The aim of the DRD Roads Service Northern Division team is to help motorists cope with wintry conditions, but their boss has urged that ice-free roads can never be guaranteed, and she asked drivers to take extra care as winter approaches.

Speaking at the start of Roads Service’s annual winter service operation, divisional manager Deidre Mackle said: “Salt barns and stockpiles have been filled to maximum capacity in the Northern Division and every night from now until the middle of next April, we will have over 90 people on stand-by to salt main roads.

“When ice or snow is forecast, we have over 40 gritters available which can salt the main network in just over three hours - a massive logistical exercise that costs around £22,000 each time it takes place.”

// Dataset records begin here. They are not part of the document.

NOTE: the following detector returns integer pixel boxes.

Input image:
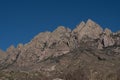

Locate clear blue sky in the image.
[0,0,120,51]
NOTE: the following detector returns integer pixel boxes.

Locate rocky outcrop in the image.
[97,28,115,48]
[101,34,115,47]
[113,31,120,46]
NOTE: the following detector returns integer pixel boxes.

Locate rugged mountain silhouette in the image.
[0,19,120,80]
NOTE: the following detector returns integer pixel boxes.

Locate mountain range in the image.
[0,19,120,80]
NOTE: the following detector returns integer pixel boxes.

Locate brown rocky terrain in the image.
[0,19,120,80]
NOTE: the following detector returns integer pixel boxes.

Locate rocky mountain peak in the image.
[72,19,103,41]
[86,19,96,26]
[73,21,85,33]
[104,28,112,36]
[53,26,68,32]
[6,45,15,53]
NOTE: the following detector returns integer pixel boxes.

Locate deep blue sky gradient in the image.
[0,0,120,51]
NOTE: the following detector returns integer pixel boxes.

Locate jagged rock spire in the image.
[73,21,85,33]
[73,19,103,41]
[104,28,112,36]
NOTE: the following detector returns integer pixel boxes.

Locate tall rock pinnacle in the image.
[73,19,103,41]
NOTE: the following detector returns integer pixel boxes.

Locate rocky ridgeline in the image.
[0,19,120,71]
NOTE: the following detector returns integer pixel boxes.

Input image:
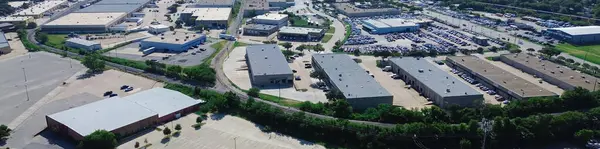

Ms Mackle asked the public to accept: “It is extremely difficult to predict what nature will throw at us. We must always be ready for exceptional weather conditions like last year, when we experienced the worst winter in over 100 years. Nowhere escaped the impact of the adverse weather and gritting operations continued around the clock to keep main routes open.”

While understanding the concerns of those who use the more lightly trafficked roads that are not included in the salted network, the Divisional Roads Manager explained that it is simply not practical to salt all roads.

“Roads Service’s limited resources must remain targeted on busier routes carrying most traffic. Last year it cost £10 million to grit the main routes in Northern Ireland. It would cost more than £35 million to grit all roads in a similar winter. In addition, if we were to grit the pavements during the winter season, it would cost more than £600,000 for each treatment.”

Ms Mackle said she was aware of the difficulties experienced by the public on town centre footpaths last year and she hoped partnership agreements with councils would ease these difficulties.

The divisional manager warned that even with the most careful and thorough planning, the use of special Met Office forecasts and the latest ice prediction technology, winter service remained a battle against the elements and ice-free roads could not be guaranteed.

“Motorists have to play their part by taking extra care during wintry conditions,” she urged. “The best advice is in the Highway Code – drive with care even if roads have been salted, be prepared for road conditions changing over short distances and take care when overtaking gritters.”